| > it's probably because you are trying to write Java in C++ or Rust Well, sure. In principle, we know that for every Java program there exists a C++ program that performs at least as well because HotSpot is such a program (i.e. the Java program itself can be seen as a C++ program with some data as input). The question is can you match Java's performance without significantly increasing the cost of development and especially evolution in a way that makes the tradeoff worthwhile? That is quite hard to do, and gets harder and harder the bigger the program gets. > I was not familiar with the term "object flattening", but apparently it just means storing data by value inside a struct. But data layout is exactly the thing you should be thinking about when you are trying to write performant code. Of course, but that's why Java is getting flattened objects. > As a first approximation, performance means taking advantage of throughput and avoiding latency, and low-level languages give you more tools for that Only at the margins. These benefits are small and they're getting smaller. More significant performance benefits can only be had if virtually all objects in the program have very regular lifetimes - in other words, can be allocated in arenas - which is why I think it's Zig that's particularly suited to squeezing out the last drops of performance that are still left on the table. Other than that, there's not much left to gain in performance (at least after Java gets flattened objects), which is why the use of low-level languages has been shrinking for a couple of decades now and continues to shrink. Perhaps it would change when AI agents can actually code everything, but then they might as well be programming in machine code. What low-level languages really give you through better hardware control is not performance, but the ability to target very restricted environments with not much memory (as one of Java's greatest performance tricks is the ability to convert RAM to CPU savings on memory management) assuming you're willing to put in the effort. They're also useful, for that reason, for things that are supposed to sit in the background, such as kernels and drivers. |
This question is mostly about the person and their way of thinking.

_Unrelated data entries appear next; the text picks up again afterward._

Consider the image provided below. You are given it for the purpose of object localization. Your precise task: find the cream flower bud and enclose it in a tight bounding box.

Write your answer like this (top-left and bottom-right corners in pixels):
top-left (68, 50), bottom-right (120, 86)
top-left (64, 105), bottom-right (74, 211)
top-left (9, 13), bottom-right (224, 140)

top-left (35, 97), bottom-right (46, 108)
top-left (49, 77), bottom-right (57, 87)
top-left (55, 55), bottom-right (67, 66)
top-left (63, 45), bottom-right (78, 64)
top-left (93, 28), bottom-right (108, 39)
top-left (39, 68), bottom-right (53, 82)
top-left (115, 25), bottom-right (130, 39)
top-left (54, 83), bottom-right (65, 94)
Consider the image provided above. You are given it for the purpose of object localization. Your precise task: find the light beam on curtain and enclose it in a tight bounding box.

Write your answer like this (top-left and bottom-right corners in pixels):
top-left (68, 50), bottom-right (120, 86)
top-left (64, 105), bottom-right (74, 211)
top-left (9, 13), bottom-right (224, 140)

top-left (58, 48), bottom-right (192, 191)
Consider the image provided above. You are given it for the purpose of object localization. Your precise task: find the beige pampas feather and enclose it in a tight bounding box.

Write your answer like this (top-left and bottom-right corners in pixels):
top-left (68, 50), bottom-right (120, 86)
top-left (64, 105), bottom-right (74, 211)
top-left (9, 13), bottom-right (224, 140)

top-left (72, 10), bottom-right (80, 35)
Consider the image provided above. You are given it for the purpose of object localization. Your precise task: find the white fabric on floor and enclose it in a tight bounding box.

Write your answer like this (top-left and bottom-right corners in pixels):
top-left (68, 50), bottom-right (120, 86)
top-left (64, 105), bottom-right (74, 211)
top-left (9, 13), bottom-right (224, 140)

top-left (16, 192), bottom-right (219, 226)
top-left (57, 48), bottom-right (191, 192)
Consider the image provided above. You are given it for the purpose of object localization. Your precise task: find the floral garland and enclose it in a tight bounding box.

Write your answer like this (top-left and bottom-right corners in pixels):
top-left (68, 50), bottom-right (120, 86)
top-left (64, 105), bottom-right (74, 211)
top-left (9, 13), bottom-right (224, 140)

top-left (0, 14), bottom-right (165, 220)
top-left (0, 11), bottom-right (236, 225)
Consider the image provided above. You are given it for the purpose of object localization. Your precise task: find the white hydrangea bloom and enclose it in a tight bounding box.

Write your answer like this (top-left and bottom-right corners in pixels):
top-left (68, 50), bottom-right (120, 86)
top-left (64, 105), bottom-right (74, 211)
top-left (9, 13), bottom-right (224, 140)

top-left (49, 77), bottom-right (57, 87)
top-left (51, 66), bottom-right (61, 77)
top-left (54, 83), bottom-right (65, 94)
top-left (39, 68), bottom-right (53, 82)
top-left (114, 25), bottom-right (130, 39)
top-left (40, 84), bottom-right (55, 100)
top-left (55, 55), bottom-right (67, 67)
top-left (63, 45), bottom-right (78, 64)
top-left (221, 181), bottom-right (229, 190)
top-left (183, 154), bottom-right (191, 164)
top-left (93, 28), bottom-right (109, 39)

If you have a system optimized for frequent memory allocations, it encourages you to think in terms of small independently allocated objects. Repeat that for a decade or two, and it shapes you as a person.
If you, on the other hand, have a system that always exposes the raw bytes underlying the abstractions, it encourages you to consider the arrays of raw data you are manipulating. Repeat that long enough, and it shapes you as a person.
There are some performance gains from the latter approach. The gains are effectively free, if the approach is natural for you and appropriate to the problem at hand. Because you are processing arrays of data instead of chasing pointers, you benefit from memory locality. And because you are storing fewer pointers and have less memory management overhead, your working set is smaller.